Natural bacteria DNA replication has an error rate of approximately 1 in 10 billion, and the best PCR polymerase commercially available (Q5 from NEB) has an error rate of approximately 1 in 1 million.
Therefore, cloning fragments into bacteria and sequencing the cloned plasmids ensures that you have the correct sequence for further downstream experiments, since the error rate of natural plasmid replication is far lower. With PCR, you are likely to have some errors introduced due to the higher error rates. This becomes more and more likely with increasing numbers of PCR cycles as well as increasing PCR amplicon lengths.

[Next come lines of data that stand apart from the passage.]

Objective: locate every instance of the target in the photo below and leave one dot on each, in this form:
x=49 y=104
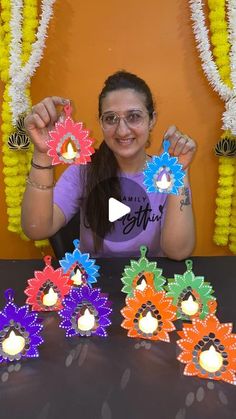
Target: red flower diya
x=70 y=143
x=48 y=288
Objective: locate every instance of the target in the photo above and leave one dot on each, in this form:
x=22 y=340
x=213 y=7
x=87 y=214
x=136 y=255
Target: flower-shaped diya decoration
x=80 y=268
x=149 y=315
x=86 y=312
x=142 y=273
x=191 y=295
x=209 y=349
x=19 y=331
x=70 y=142
x=163 y=173
x=48 y=287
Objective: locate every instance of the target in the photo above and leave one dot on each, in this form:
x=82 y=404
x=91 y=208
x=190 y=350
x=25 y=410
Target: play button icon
x=116 y=209
x=127 y=210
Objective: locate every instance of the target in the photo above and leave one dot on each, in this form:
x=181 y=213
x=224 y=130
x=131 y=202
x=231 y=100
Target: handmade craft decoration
x=19 y=140
x=192 y=296
x=163 y=173
x=70 y=142
x=86 y=312
x=48 y=288
x=80 y=268
x=141 y=273
x=149 y=314
x=22 y=40
x=19 y=331
x=209 y=349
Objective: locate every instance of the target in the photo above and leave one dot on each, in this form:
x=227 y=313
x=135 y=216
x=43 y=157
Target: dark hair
x=101 y=177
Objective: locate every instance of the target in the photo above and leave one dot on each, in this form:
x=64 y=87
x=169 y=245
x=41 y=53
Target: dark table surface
x=117 y=377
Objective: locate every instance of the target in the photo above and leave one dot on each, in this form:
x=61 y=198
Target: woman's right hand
x=42 y=119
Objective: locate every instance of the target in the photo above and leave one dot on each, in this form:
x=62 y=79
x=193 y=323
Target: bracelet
x=37 y=166
x=38 y=186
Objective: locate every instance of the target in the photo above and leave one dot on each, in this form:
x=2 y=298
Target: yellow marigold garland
x=16 y=163
x=226 y=189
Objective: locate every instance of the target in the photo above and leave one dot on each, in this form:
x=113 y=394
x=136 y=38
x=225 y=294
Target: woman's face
x=125 y=122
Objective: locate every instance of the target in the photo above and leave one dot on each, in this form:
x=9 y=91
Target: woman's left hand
x=181 y=146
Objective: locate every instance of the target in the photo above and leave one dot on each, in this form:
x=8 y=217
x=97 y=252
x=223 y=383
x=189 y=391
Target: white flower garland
x=20 y=76
x=208 y=64
x=203 y=44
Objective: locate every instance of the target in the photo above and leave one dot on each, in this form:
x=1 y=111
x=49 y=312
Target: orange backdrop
x=87 y=41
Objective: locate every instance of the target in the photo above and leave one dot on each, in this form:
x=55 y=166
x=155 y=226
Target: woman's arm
x=178 y=232
x=40 y=218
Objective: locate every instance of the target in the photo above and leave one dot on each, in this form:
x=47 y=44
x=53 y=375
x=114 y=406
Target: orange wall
x=87 y=42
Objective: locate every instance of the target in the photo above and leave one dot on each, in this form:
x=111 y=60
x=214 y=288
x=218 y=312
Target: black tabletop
x=115 y=377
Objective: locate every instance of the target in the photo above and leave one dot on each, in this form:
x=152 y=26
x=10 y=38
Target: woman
x=127 y=116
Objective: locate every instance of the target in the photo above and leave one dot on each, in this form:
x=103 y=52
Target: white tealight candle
x=77 y=278
x=50 y=299
x=148 y=323
x=69 y=154
x=86 y=321
x=14 y=344
x=211 y=360
x=142 y=285
x=189 y=306
x=164 y=183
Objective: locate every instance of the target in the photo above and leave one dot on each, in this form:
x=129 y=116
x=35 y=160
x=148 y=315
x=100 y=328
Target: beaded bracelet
x=37 y=166
x=38 y=186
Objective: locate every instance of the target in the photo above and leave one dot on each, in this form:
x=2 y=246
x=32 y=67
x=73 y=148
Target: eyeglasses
x=133 y=119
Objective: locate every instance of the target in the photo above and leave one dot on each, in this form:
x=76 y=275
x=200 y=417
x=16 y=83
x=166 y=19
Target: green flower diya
x=191 y=295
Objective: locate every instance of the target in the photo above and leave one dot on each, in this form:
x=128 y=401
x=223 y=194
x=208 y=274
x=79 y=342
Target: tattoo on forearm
x=186 y=197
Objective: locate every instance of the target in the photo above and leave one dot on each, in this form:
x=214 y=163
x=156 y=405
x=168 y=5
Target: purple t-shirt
x=69 y=196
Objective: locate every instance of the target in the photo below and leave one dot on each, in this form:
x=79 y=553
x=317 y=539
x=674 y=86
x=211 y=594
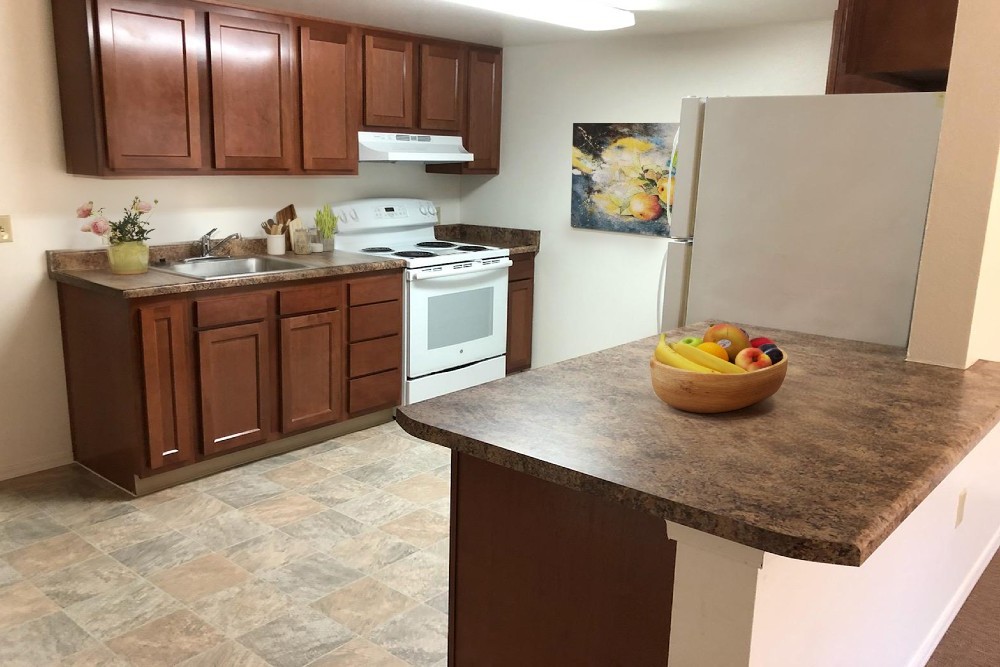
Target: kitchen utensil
x=716 y=392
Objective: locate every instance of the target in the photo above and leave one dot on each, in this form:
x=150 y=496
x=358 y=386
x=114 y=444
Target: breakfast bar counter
x=824 y=471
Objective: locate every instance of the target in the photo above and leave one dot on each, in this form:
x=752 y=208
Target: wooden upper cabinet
x=442 y=87
x=390 y=86
x=330 y=64
x=312 y=370
x=482 y=137
x=253 y=101
x=151 y=101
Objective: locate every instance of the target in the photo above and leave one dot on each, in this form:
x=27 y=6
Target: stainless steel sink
x=214 y=268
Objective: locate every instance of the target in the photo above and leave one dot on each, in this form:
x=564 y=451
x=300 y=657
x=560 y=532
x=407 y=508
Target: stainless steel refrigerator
x=802 y=212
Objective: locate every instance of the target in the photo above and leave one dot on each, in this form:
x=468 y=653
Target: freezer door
x=811 y=212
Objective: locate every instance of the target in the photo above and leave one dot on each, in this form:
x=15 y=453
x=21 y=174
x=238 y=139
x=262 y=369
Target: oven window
x=459 y=317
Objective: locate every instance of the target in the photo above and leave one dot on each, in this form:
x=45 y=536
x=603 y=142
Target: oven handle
x=475 y=268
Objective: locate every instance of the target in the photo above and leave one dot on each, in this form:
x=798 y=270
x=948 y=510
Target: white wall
x=597 y=289
x=42 y=198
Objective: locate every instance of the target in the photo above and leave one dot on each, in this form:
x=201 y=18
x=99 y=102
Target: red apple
x=729 y=336
x=752 y=359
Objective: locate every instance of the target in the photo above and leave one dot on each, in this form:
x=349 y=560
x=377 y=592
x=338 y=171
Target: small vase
x=128 y=258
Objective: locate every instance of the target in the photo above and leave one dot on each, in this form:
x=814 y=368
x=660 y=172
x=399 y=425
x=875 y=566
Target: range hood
x=394 y=147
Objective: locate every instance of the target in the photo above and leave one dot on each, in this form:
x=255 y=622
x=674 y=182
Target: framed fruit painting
x=623 y=177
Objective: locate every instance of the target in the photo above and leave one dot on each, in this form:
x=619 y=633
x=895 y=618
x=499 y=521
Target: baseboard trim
x=35 y=465
x=949 y=613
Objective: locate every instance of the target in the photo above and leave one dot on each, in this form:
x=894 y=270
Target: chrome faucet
x=207 y=247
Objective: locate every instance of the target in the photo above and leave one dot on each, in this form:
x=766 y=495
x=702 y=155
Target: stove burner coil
x=412 y=254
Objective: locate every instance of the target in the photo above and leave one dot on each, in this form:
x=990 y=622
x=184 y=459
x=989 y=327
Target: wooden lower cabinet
x=235 y=386
x=312 y=370
x=520 y=308
x=202 y=374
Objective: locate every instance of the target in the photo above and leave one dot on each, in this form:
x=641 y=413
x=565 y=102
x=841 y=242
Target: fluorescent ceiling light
x=579 y=14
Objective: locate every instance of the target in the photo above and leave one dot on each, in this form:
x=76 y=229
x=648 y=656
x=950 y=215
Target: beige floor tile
x=421 y=575
x=269 y=551
x=421 y=489
x=418 y=636
x=359 y=653
x=371 y=551
x=23 y=602
x=296 y=638
x=225 y=530
x=188 y=510
x=84 y=580
x=200 y=577
x=421 y=528
x=167 y=641
x=226 y=654
x=298 y=474
x=364 y=605
x=242 y=608
x=43 y=641
x=123 y=531
x=122 y=609
x=283 y=509
x=50 y=555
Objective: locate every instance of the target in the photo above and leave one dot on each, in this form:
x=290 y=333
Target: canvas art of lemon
x=623 y=177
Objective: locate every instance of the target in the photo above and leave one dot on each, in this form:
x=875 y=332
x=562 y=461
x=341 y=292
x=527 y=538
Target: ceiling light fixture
x=579 y=14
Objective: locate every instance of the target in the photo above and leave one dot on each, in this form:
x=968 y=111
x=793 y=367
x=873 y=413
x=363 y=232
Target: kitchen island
x=593 y=523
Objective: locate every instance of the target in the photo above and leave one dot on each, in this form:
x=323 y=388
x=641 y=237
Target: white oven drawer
x=456 y=318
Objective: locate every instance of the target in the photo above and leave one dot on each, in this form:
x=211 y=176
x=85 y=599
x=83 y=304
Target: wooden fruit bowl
x=714 y=392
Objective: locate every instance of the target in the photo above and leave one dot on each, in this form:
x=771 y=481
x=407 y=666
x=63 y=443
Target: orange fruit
x=715 y=349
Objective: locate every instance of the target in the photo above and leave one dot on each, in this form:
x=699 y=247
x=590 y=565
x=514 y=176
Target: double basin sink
x=217 y=268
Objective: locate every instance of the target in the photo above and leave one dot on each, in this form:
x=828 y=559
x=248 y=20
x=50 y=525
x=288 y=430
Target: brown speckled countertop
x=823 y=471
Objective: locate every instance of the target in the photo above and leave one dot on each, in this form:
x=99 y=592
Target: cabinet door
x=442 y=87
x=168 y=384
x=312 y=370
x=252 y=96
x=235 y=385
x=520 y=303
x=482 y=135
x=389 y=83
x=150 y=94
x=331 y=98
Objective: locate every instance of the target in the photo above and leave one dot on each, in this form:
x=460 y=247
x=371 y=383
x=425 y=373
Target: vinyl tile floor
x=332 y=555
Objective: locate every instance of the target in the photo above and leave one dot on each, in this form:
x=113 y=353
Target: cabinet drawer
x=374 y=392
x=372 y=356
x=373 y=290
x=522 y=269
x=298 y=300
x=376 y=321
x=230 y=309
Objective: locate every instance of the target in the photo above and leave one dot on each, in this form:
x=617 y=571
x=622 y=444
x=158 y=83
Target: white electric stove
x=455 y=294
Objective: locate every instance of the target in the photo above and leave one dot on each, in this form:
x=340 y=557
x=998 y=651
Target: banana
x=702 y=357
x=667 y=356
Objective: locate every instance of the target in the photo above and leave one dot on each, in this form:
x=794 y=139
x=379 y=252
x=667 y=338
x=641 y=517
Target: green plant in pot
x=326 y=225
x=127 y=250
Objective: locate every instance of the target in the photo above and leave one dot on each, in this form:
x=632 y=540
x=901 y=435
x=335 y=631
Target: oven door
x=456 y=315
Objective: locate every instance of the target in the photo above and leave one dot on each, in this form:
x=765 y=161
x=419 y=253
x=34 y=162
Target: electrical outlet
x=6 y=229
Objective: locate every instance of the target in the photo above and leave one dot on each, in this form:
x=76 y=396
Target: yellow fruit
x=699 y=356
x=667 y=356
x=716 y=349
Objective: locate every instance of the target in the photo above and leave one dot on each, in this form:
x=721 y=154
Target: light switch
x=6 y=229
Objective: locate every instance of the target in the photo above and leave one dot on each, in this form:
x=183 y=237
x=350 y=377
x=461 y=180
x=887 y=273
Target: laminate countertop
x=89 y=268
x=823 y=471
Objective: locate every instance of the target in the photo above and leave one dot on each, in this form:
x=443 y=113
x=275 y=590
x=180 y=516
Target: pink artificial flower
x=100 y=226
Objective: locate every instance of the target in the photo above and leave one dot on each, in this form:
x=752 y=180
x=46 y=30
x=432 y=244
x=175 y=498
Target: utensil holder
x=275 y=244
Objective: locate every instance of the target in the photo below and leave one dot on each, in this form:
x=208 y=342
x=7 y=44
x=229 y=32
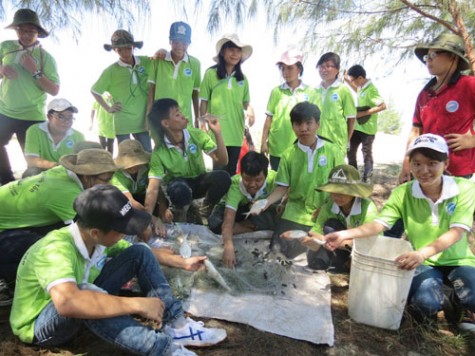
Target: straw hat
x=345 y=179
x=290 y=57
x=83 y=145
x=131 y=153
x=90 y=162
x=246 y=49
x=122 y=38
x=447 y=42
x=27 y=16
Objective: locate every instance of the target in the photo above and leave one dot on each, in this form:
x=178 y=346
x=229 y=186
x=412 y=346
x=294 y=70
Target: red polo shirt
x=451 y=110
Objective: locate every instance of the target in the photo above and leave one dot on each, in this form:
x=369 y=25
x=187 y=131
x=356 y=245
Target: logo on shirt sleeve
x=192 y=148
x=450 y=208
x=452 y=106
x=322 y=161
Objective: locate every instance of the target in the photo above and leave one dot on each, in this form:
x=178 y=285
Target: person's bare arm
x=116 y=107
x=229 y=257
x=265 y=135
x=405 y=175
x=72 y=302
x=39 y=162
x=196 y=107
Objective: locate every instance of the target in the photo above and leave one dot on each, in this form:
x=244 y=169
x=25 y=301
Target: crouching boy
x=72 y=277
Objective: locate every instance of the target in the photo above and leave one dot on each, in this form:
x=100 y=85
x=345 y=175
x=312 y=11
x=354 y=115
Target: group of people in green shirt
x=72 y=276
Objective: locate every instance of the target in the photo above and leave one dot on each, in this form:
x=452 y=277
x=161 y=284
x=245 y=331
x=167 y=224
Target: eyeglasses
x=326 y=67
x=431 y=55
x=64 y=118
x=103 y=179
x=27 y=32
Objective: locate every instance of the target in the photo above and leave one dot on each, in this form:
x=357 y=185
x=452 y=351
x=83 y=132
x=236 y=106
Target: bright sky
x=81 y=63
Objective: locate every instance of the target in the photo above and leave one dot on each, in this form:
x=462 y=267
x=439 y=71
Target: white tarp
x=299 y=308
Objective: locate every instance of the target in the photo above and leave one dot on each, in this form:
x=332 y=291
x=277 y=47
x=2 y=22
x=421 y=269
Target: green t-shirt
x=302 y=171
x=237 y=194
x=124 y=181
x=22 y=98
x=177 y=81
x=281 y=102
x=59 y=257
x=40 y=144
x=425 y=221
x=170 y=162
x=40 y=200
x=105 y=120
x=368 y=95
x=129 y=86
x=362 y=212
x=336 y=105
x=226 y=97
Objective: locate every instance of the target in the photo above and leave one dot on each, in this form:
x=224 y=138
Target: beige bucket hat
x=90 y=162
x=345 y=179
x=131 y=153
x=246 y=49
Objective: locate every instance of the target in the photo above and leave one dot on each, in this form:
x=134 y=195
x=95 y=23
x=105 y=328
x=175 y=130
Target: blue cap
x=180 y=31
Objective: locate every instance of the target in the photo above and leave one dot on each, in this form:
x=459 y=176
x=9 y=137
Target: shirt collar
x=168 y=57
x=307 y=149
x=186 y=139
x=259 y=193
x=335 y=84
x=449 y=189
x=301 y=86
x=123 y=64
x=355 y=208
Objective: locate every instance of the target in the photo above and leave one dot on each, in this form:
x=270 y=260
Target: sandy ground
x=387 y=149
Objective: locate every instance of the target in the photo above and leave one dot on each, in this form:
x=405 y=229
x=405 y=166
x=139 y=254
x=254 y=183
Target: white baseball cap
x=431 y=141
x=61 y=104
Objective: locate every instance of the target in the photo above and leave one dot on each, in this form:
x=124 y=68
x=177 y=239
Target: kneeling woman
x=437 y=211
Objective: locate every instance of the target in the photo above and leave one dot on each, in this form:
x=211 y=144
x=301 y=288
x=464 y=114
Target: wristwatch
x=37 y=75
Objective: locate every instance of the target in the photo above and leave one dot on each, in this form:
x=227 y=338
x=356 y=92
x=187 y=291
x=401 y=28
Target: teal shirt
x=22 y=98
x=337 y=106
x=170 y=162
x=368 y=95
x=39 y=142
x=302 y=171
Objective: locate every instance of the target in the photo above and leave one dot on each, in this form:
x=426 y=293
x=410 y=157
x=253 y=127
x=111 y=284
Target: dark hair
x=254 y=163
x=82 y=224
x=299 y=66
x=330 y=57
x=304 y=111
x=429 y=153
x=357 y=71
x=221 y=66
x=160 y=111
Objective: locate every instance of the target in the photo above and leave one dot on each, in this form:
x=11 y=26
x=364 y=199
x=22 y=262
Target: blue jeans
x=51 y=329
x=142 y=137
x=427 y=296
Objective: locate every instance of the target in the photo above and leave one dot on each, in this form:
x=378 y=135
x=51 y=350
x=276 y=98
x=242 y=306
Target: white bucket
x=378 y=288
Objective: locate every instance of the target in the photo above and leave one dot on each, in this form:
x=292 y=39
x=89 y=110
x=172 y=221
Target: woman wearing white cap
x=437 y=211
x=224 y=92
x=277 y=134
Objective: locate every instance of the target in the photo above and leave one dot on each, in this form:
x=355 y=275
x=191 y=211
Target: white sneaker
x=195 y=334
x=182 y=351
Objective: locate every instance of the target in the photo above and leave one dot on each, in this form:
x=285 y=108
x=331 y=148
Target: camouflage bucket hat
x=447 y=42
x=131 y=153
x=90 y=162
x=122 y=38
x=27 y=16
x=345 y=179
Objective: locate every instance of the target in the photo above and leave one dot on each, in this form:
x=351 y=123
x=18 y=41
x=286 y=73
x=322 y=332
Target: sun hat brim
x=361 y=190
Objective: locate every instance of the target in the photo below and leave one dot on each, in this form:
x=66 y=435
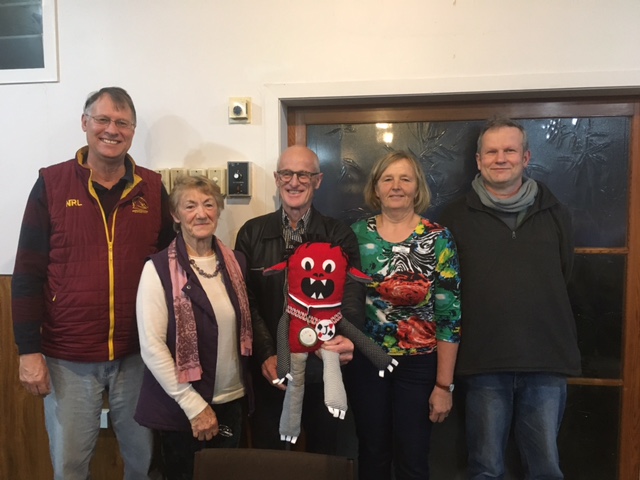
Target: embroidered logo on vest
x=139 y=205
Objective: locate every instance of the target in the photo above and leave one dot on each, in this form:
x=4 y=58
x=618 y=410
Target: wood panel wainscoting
x=24 y=446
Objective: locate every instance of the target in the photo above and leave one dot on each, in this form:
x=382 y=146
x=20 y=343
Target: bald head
x=297 y=179
x=299 y=154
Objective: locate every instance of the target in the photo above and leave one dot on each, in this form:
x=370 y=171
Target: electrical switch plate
x=166 y=178
x=104 y=418
x=240 y=110
x=218 y=175
x=177 y=172
x=238 y=179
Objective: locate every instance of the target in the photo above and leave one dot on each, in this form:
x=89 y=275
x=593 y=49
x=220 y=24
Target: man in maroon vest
x=88 y=226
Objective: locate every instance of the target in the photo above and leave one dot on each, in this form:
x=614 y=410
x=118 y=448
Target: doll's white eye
x=329 y=266
x=307 y=263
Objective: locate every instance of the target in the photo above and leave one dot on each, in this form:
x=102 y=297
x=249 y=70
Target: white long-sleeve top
x=153 y=318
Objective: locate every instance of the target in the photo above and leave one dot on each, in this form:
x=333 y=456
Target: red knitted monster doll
x=316 y=276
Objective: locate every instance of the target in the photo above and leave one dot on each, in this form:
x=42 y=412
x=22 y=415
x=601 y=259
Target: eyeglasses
x=105 y=121
x=286 y=176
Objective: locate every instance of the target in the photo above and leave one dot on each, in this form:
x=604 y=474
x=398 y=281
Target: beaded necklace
x=202 y=272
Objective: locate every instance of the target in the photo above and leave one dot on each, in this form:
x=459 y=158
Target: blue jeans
x=534 y=403
x=72 y=414
x=392 y=416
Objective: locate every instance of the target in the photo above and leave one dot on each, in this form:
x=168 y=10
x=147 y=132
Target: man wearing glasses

The fact that the PCR amplicon sequences correctly does not mean that DNA cloned from the PCR amplicon is correct. Therefore, if the PCR is intended for downstream experiments, it is best to sequence the cloned plasmid instead of the amplicon.
In addition, as WYSIWYG has pointed out in the comment, having the PCR amplicon cloned into a plasmid would also allow for the plasmid's regions flanking the cloning site to be used for sequencing. This allows standard sequencing primers on the plasmid to be used, instead of having to design new sequencing primers for each PCR amplicon.
Furthermore, since Sanger sequencing requires the primers to bind ~50-100bp upstream of the region to be sequenced, cloning the amplicon into a plasmid would also allow short amplicons to be sequenced in a single read, instead of requiring a forward and reverse read for sequencing a PCR amplicon.